“As long as you have people working for money and not love, there will be violence.”
In light of current events, I believe this message from the Living Theater‘s Paradise Now carries some weight. Released on DVD earlier this year by Arthur Magazine, this 1968 performance has been on my mind. Perhaps I have been reading too much Antonin Artaud, whose Theater of Cruelty was the impetus for the company, or perhaps the truth we’ve been ignoring is finally being revealed.
On this revelation Julian Beck writes, “Collective creation is the secret weapon of the people…This play is a voyage from the many to the one and from the one to the many. It’s a spiritual voyage and a political voyage, a voyage for the actors and the spectators. The play is a vertical ascent toward permanent revolution, leading to revolutionary action here and now. The revolution of which the play speaks is the beautiful, non-violent, anarchist revolution. The purpose of the play is to lead to a state of being in which non-violent revolutionary action is possible.”

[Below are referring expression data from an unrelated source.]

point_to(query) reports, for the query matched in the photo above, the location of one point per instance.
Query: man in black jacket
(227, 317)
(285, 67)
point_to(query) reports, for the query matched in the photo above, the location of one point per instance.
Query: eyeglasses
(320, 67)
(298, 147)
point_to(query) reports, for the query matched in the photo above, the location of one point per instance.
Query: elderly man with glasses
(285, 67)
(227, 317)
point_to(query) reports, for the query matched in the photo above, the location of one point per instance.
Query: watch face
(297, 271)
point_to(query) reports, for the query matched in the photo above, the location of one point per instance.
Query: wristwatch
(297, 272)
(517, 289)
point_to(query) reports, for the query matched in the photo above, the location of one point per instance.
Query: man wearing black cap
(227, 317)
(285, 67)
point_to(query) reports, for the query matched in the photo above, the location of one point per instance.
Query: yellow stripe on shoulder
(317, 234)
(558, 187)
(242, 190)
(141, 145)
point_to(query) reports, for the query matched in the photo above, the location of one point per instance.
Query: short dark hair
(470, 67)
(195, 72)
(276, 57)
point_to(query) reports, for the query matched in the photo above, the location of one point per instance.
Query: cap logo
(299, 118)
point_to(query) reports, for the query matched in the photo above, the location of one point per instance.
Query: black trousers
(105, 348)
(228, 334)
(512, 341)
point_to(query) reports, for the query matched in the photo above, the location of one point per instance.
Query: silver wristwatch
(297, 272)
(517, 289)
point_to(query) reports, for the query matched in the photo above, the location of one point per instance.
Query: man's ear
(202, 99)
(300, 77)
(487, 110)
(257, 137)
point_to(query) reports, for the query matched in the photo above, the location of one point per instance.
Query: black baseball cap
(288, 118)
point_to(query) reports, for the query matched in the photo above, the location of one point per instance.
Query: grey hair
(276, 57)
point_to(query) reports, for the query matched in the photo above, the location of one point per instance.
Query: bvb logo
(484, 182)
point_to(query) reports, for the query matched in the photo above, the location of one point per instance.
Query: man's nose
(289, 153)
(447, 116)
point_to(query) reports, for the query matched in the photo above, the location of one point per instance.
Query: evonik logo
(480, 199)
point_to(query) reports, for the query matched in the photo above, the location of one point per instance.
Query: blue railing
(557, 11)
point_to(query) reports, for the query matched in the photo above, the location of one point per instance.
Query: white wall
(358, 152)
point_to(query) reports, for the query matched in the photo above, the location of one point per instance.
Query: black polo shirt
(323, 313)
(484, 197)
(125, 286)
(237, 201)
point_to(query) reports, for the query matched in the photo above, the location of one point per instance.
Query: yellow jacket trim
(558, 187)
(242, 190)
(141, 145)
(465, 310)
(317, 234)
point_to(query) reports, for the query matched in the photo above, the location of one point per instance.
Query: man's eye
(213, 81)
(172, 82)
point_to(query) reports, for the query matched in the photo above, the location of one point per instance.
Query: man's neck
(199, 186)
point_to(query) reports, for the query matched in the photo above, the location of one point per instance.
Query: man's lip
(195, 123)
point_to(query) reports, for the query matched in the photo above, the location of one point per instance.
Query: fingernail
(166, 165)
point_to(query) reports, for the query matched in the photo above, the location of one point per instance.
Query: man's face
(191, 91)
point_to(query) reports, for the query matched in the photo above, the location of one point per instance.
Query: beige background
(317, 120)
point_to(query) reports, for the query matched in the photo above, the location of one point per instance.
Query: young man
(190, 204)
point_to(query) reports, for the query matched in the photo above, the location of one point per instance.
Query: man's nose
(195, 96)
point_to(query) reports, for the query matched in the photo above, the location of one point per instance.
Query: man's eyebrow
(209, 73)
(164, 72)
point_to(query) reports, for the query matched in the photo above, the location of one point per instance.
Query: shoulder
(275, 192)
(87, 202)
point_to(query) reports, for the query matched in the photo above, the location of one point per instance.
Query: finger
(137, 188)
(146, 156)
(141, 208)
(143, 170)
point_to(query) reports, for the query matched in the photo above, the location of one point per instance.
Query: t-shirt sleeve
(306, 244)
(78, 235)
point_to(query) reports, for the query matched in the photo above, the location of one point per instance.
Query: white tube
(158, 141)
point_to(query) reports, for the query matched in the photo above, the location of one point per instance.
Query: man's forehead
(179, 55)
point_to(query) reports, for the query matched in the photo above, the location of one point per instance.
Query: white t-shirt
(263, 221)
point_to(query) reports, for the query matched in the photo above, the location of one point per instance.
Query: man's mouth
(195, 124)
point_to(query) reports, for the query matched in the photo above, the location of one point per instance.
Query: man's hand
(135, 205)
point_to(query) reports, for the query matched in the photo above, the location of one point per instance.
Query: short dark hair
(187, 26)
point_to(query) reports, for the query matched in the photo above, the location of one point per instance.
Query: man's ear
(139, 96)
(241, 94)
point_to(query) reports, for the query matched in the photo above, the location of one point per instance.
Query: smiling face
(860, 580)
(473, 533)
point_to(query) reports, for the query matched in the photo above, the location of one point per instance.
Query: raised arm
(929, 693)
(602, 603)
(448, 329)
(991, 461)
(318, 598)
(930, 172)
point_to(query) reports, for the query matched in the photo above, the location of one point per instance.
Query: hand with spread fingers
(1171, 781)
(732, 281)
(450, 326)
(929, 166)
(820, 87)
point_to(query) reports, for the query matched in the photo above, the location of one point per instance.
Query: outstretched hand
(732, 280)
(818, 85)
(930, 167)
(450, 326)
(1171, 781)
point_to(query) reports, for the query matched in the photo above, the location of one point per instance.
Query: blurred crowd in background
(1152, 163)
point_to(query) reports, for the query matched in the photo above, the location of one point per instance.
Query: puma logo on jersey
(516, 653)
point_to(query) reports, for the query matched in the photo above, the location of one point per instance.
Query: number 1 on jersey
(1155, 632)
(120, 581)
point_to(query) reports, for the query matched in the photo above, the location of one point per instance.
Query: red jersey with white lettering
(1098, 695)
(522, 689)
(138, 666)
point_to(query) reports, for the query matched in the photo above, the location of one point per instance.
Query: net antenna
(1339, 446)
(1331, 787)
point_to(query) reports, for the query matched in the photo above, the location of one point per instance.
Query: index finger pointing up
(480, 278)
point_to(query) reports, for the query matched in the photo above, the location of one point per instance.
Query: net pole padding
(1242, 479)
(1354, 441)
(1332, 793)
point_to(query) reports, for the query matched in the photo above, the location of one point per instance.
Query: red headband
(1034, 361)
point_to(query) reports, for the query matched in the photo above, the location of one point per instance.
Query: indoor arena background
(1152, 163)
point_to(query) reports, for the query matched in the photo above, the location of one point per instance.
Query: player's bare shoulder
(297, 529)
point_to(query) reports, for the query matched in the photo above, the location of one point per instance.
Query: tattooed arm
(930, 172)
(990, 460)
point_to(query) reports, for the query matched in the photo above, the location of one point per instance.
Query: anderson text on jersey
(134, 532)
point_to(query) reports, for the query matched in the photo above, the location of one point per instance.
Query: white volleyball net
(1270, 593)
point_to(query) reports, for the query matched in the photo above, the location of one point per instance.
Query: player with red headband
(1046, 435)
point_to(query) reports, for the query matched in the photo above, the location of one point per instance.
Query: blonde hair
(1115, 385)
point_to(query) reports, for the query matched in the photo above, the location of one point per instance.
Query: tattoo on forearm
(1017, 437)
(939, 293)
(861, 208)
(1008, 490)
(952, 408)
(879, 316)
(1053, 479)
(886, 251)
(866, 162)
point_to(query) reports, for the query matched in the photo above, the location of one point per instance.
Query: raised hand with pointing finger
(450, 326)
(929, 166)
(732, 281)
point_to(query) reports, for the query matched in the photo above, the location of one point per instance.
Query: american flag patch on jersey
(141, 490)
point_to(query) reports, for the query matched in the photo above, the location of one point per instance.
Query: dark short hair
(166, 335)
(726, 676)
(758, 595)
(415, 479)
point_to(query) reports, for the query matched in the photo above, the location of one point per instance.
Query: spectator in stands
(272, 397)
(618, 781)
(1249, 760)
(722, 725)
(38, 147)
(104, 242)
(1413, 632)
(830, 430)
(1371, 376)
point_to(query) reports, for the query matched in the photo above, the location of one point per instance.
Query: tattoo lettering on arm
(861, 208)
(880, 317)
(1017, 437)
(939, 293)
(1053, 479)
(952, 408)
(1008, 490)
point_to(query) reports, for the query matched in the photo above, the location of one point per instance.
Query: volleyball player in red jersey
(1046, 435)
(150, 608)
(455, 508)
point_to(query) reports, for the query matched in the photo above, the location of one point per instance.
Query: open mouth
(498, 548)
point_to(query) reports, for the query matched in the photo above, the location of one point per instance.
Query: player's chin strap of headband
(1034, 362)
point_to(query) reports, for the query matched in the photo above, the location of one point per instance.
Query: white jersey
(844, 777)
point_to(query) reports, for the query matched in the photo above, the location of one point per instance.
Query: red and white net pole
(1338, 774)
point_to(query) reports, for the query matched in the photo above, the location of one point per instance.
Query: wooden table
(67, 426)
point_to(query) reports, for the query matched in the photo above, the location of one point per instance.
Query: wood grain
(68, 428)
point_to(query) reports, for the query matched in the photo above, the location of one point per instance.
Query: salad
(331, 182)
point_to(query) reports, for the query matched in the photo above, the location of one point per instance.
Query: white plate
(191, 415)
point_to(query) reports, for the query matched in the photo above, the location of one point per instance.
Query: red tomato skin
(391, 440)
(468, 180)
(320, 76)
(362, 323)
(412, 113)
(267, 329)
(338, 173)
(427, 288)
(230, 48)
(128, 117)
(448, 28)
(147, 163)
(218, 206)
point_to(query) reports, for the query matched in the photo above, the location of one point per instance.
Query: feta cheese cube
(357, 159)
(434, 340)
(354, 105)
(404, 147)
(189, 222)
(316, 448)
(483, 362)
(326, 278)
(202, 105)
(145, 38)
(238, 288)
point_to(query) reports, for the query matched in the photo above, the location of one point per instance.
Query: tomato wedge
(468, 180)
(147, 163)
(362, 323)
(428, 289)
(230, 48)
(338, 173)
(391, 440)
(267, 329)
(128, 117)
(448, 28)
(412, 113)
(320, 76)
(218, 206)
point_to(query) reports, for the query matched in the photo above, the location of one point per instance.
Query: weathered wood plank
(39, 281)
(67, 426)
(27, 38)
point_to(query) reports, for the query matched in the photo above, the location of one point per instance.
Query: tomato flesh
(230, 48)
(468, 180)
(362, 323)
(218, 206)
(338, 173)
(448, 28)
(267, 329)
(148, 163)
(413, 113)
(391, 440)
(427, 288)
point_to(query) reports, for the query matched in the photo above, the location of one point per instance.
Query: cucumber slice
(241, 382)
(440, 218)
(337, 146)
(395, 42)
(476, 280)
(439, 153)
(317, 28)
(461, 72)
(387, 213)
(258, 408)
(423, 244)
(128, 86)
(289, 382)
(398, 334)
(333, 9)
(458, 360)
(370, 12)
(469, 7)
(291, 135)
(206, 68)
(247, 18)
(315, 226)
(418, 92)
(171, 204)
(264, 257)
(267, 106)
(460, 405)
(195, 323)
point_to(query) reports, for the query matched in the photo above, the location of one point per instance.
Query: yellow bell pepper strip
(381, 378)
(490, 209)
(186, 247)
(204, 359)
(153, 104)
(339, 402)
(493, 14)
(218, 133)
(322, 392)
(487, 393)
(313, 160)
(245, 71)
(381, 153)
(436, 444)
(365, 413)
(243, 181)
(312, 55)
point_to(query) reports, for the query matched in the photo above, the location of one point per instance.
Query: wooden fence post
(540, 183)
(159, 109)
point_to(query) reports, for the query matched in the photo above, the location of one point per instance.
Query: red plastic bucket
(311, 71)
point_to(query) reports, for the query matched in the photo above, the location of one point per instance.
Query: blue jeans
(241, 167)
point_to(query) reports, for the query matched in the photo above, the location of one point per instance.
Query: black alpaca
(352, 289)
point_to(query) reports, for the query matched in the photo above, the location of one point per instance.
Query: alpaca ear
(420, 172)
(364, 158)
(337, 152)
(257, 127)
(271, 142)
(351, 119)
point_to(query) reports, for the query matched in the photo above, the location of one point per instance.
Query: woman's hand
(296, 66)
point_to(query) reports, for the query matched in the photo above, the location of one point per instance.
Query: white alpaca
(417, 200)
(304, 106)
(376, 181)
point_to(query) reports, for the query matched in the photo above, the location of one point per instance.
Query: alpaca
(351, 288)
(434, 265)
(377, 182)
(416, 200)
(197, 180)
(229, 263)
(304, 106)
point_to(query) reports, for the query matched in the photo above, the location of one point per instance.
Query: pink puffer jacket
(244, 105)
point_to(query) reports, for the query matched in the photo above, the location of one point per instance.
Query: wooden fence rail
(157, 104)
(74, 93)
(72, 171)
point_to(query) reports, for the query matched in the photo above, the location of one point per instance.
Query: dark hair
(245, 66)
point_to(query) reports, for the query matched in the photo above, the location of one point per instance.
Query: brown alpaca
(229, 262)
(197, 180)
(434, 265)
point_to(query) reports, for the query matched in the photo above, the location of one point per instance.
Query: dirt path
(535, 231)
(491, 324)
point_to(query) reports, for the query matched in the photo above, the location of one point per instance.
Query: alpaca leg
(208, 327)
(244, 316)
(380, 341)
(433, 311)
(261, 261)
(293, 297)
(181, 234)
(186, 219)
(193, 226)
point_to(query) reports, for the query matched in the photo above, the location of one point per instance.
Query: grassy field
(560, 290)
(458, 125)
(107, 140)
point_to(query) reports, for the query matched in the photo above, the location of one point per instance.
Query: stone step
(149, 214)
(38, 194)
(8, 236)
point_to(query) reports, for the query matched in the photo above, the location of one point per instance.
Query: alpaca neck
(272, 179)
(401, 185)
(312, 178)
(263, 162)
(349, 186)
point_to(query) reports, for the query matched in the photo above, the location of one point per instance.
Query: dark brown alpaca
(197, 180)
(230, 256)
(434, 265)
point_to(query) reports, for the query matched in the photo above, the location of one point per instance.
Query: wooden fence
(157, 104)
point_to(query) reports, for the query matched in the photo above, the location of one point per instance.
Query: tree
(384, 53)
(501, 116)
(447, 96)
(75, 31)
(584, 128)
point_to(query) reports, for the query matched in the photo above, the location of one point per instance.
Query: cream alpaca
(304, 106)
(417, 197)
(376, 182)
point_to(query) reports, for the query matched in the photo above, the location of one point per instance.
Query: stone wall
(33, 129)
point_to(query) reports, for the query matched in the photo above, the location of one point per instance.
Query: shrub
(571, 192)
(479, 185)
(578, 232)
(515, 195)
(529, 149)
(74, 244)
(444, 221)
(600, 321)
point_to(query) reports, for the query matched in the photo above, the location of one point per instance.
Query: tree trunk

Of course, young naked bodies writhing to the tune of distant drums make the process more palatable. After all, when Bernardo Bertolucci chose to work with the Living Theater in his piece for Amore e Rabbia (Love and Anger) the result looked like American-Apparel-ad-meets-Feist’s-1234-video-meets-Animal Collective-hoots-and-screams. It was this piece of glorious vibrancy that began my obsession.